# Grips for a RIA 206



## Clerk (Oct 31, 2016)

Hello to all,

I finally had a chance to test fire my RIA model 206 revolver. I gave it a good cleaning and oiling before heading to the range and found out some things. Using the factory provided wood grips and bought a Tyler T grip for it which fits great on the front strap I still found out with great surprise that during shooting my right hand web got cut and was bleeding with out me noticing.

OK got my hands washed and a band aid I shot a few more rounds and called it a day.

Now I'm looking for an alternative set of grips. I've read on other forums that Pachmayer and Hogue makes rubber style grips for the Colt D frames. Has anyone tried either one of these and did they fit OK?

Thank you for any replies.

Clerk


----------



## Steve M1911A1 (Feb 6, 2008)

I have Pachmayr rubber grips on my M.1917 S&W, but I had to modify them to suit my style of shooting.
I ground off the rubber all along the back surface of the grips, in order to expose the pistol's steel backstrap.
Of course, I re-shaped the cross-section of the grips to make it an oval again, rather than flat.

The Pachmayr grips I'm using do not have finger grooves in the frontstrap.
If there had been finger grooves, I would have ground them off too.

In this one case, the rubber grips do their job well.
Normally, I would not use rubber grips, particularly on a revolver.
Rubber grips tend to amplify the felt-recoil effect, and can even cause the revolver to twist in the shooter's hand.

The solution to your "cut and bleeding" problem might be simpler than buying a new set of grips.
First, make sure that the T-Grip is attached very tightly and very solidly.
I suggest that you then might try gripping the pistol much more tightly, leaving only your trigger finger free to move. (This technique is called "isolating" your trigger finger.)
The "cut and bleeding" you experienced might be the result of gripping the gun too loosely, thereby allowing it to hit, maybe even twist, and abrade your hand while it was recoiling.

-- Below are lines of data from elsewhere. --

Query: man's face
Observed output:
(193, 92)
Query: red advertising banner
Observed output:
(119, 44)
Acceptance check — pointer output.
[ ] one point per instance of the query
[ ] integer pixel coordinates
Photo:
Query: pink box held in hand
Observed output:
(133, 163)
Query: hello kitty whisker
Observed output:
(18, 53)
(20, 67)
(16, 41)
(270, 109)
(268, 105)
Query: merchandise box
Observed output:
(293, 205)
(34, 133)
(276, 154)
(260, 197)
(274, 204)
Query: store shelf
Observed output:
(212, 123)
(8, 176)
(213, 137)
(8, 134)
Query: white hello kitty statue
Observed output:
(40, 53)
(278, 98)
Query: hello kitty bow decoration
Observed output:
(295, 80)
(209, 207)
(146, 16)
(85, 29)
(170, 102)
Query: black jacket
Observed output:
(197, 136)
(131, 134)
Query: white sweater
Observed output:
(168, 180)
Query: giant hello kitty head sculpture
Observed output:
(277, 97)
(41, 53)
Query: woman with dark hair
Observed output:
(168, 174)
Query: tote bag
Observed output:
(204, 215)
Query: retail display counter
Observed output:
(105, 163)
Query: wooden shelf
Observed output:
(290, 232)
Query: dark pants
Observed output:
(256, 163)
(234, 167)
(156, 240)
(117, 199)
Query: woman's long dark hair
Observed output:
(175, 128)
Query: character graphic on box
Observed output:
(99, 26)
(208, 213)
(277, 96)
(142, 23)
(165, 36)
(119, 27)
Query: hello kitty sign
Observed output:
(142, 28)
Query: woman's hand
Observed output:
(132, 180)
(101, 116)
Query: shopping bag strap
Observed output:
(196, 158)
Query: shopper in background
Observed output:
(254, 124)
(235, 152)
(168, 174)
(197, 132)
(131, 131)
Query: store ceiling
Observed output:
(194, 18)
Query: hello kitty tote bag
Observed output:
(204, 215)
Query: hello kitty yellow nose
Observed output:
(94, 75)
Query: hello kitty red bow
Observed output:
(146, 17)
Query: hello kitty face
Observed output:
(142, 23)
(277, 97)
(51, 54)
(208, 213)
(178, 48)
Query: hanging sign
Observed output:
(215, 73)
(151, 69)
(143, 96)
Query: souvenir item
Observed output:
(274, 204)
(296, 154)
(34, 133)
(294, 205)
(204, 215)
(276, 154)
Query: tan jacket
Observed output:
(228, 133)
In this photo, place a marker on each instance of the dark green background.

A "soft" grip makes recoil worse, and hurts the hand.
A strong, tight grip transfers the recoil to your arms, where it is easily absorbed.


----------



## Clerk (Oct 31, 2016)

Steve M1911A1 said:


> I have Pachmayr rubber grips on my M.1917 S&W, but I had to modify them to suit my style of shooting.
> I ground off the rubber all along the back surface of the grips, in order to expose the pistol's steel backstrap.
> Of course, I re-shaped the cross-section of the grips to make it an oval again, rather than flat.
> 
> ...


Steve M1911A!,

You might be right cuz I admit my hand is small and with the grips and the Tyler installed it felt hard. I haven't shot pistol in a long time because I got into bench rest shooting much more. Now that California is in-acting all sort of laws I'm getting back into revolvers. I ordered a Pachmayer grip that should work and will try that once I get it installed. The extra cheapie plastic synthetic version I'll pass.

Clerk


----------



## Clerk (Oct 31, 2016)

Steve M1911A1 said:


> I have Pachmayr rubber grips on my M.1917 S&W, but I had to modify them to suit my style of shooting.
> I ground off the rubber all along the back surface of the grips, in order to expose the pistol's steel backstrap.
> Of course, I re-shaped the cross-section of the grips to make it an oval again, rather than flat.
> 
> ...


Steve M1911A1,

I decided to change my grips to a Pachmayr version and although it doesn't fit perfectly it greatly adds to the shooting comfort. There is a small gap in the front of the grip but when I take a hold it closes anyway. Problem solved.

Clerk


----------